I don’t believe I will farm all my life, but then, I never thought I’d be farming at all.
Linquine with Golden and Green Zucchini, Cherry Tomatoes, Pine Nuts and Gremolata
(from Hope’s Edge by Francis Moore Lappe and Anna Lappe)
½ pound summer squash (combination of types and colors are nice)
1 ½ cups cherry tomatoes
3 cloves garlic, finely chopped
2 teaspoons lemon zest
2 tablespoons parsley, chopped
3 tablespoons olive oil
1 ½ tsp salt
1/8 tsp pepper
½ pound fresh or dried linguine
1 tablespoon lemon juice
2 tablespoons pine nuts, toasted
grated Parmesan to taste
Boil a pot of water.
Slice summer squash into ¼ inch thick pieces. Cut cherry tomatoes in half. Set aside 1 tsp. garlic to saute with the summer squash.
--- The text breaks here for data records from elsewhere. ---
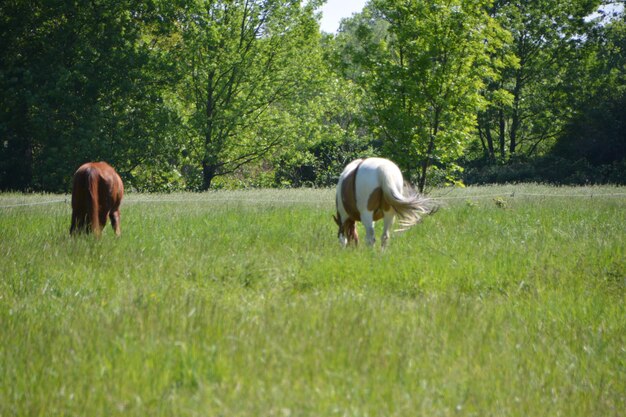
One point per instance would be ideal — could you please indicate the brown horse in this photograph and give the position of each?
(96, 194)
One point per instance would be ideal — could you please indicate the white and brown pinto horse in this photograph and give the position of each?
(372, 189)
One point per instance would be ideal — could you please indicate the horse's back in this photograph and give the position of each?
(100, 176)
(374, 175)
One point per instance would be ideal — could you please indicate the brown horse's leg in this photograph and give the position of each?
(74, 221)
(116, 221)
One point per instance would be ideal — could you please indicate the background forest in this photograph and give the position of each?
(202, 94)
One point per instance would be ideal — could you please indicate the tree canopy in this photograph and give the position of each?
(199, 94)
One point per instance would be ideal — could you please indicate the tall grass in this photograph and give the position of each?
(508, 301)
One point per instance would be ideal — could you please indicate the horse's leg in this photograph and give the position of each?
(389, 217)
(74, 221)
(116, 221)
(367, 218)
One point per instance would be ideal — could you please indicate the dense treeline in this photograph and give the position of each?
(199, 94)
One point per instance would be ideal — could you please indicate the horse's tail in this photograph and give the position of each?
(93, 180)
(409, 205)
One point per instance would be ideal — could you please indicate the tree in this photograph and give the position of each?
(77, 83)
(425, 77)
(244, 62)
(529, 103)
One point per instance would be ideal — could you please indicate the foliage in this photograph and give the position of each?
(198, 94)
(78, 83)
(530, 103)
(425, 77)
(245, 63)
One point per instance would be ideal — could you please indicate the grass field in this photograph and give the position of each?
(509, 301)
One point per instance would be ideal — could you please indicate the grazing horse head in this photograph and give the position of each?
(372, 189)
(97, 193)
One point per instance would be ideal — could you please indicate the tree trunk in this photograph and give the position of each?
(209, 172)
(425, 164)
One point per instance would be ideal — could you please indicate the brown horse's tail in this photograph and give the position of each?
(93, 209)
(408, 204)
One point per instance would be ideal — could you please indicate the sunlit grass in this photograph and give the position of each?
(509, 301)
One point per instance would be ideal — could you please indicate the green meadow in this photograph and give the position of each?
(509, 301)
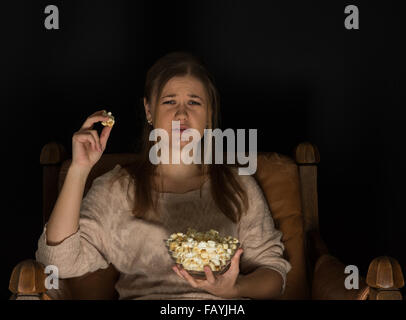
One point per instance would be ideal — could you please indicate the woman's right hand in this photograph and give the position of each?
(87, 146)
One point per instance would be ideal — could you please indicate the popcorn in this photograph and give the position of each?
(195, 249)
(110, 121)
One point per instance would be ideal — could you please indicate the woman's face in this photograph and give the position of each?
(183, 99)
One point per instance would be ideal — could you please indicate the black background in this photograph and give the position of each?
(289, 69)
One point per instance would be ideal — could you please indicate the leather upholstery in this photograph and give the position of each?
(277, 176)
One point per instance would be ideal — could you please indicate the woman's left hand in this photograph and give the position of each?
(224, 285)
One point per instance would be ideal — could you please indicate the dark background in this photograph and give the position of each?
(289, 69)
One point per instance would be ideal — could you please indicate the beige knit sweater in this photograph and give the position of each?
(108, 233)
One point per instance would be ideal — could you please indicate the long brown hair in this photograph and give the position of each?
(224, 186)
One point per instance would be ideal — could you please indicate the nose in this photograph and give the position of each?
(181, 113)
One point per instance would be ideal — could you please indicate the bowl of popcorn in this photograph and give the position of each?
(193, 250)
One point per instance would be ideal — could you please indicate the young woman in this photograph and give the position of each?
(129, 211)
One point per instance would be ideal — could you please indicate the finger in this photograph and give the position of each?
(88, 124)
(209, 275)
(235, 261)
(85, 137)
(175, 268)
(189, 278)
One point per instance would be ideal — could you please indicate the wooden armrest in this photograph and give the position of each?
(385, 278)
(27, 282)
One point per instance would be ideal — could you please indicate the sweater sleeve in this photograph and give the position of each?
(259, 238)
(86, 250)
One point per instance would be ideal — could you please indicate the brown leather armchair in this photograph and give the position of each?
(290, 187)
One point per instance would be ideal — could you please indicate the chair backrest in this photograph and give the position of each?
(278, 177)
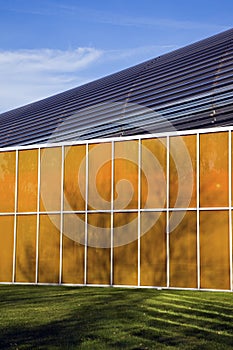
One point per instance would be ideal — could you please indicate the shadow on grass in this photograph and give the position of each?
(97, 318)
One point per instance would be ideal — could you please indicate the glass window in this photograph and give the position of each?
(125, 262)
(73, 248)
(182, 172)
(99, 184)
(98, 251)
(49, 248)
(50, 187)
(74, 178)
(214, 170)
(214, 250)
(28, 181)
(126, 175)
(26, 249)
(7, 182)
(6, 244)
(153, 173)
(153, 249)
(183, 251)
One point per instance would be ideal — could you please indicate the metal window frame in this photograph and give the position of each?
(111, 211)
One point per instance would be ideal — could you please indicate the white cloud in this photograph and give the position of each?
(29, 75)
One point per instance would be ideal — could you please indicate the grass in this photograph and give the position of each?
(39, 317)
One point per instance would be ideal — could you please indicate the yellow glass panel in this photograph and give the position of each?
(183, 251)
(182, 173)
(26, 249)
(99, 184)
(6, 244)
(153, 249)
(73, 249)
(125, 260)
(214, 250)
(27, 181)
(98, 251)
(49, 248)
(126, 175)
(214, 170)
(50, 187)
(153, 174)
(7, 182)
(74, 178)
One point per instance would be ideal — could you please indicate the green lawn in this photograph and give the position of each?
(38, 317)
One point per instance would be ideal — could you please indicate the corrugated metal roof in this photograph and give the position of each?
(188, 88)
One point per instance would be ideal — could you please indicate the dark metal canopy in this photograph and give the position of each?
(185, 89)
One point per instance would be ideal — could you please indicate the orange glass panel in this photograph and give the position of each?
(74, 178)
(183, 251)
(182, 173)
(125, 258)
(153, 174)
(49, 248)
(214, 251)
(153, 249)
(214, 170)
(73, 249)
(7, 182)
(28, 180)
(6, 244)
(98, 251)
(26, 249)
(50, 188)
(126, 175)
(99, 167)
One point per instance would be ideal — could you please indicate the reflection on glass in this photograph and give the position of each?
(26, 249)
(98, 251)
(126, 175)
(183, 252)
(214, 170)
(6, 244)
(73, 249)
(50, 187)
(49, 248)
(153, 249)
(214, 250)
(182, 173)
(153, 174)
(7, 182)
(74, 178)
(125, 262)
(27, 181)
(99, 183)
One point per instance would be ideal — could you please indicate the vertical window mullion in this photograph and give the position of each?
(167, 213)
(198, 213)
(61, 214)
(38, 218)
(86, 208)
(15, 213)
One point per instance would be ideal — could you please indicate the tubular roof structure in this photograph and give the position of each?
(189, 88)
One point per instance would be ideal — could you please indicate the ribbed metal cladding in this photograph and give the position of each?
(188, 88)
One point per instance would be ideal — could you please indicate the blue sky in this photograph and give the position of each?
(48, 46)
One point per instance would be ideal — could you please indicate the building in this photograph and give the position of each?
(125, 180)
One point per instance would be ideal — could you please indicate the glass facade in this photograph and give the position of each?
(150, 211)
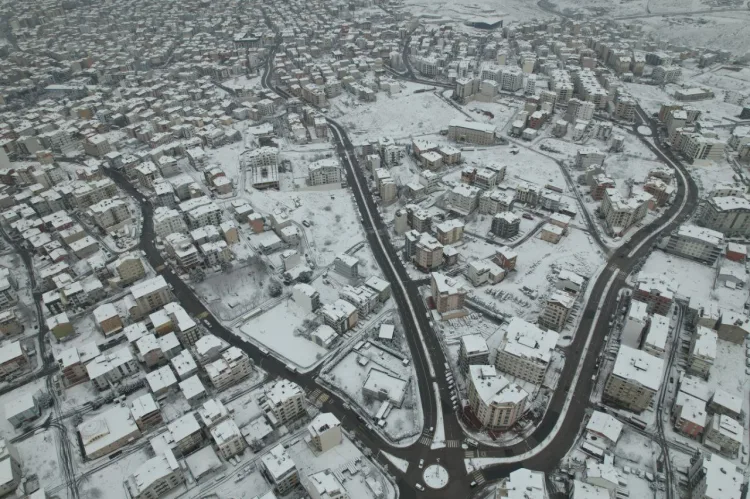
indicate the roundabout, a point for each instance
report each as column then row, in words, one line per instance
column 435, row 476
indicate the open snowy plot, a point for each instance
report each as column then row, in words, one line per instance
column 401, row 116
column 39, row 455
column 226, row 157
column 231, row 294
column 526, row 165
column 342, row 459
column 350, row 373
column 693, row 279
column 717, row 31
column 333, row 216
column 534, row 271
column 277, row 330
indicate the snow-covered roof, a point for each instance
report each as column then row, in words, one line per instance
column 183, row 427
column 152, row 470
column 106, row 428
column 474, row 344
column 722, row 478
column 495, row 389
column 638, row 367
column 606, row 425
column 704, row 343
column 277, row 462
column 143, row 406
column 523, row 339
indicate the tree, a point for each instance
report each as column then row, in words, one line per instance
column 275, row 289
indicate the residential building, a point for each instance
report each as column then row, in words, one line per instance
column 496, row 402
column 557, row 310
column 526, row 351
column 285, row 400
column 324, row 432
column 702, row 353
column 447, row 294
column 634, row 380
column 156, row 477
column 713, row 477
column 697, row 243
column 280, row 469
column 107, row 432
column 473, row 350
Make the gremolata by combining the remaining garlic with the lemon zest and parsley in a small bowl. Set aside.
Heat 2 tablespoons of olive oil in a large skillet and add the squash, the reserved teaspoon of garlic, ¼ tsp. of salt, and pepper. Saute over medium heat for 2-3 minutes, just long enough to heat the squash through.
When the water is boiling, add 1 tsp. salt. Add the linguine and cook until just tender. Before you drain the pasta, add ½ cup of the cooking water to the saute pan, along with the cherry tomatoes and remaining olive oil. Immediately drain the pasta then toss it with all the ingredients and gremolata. Sprinkle with Parmesan and serve.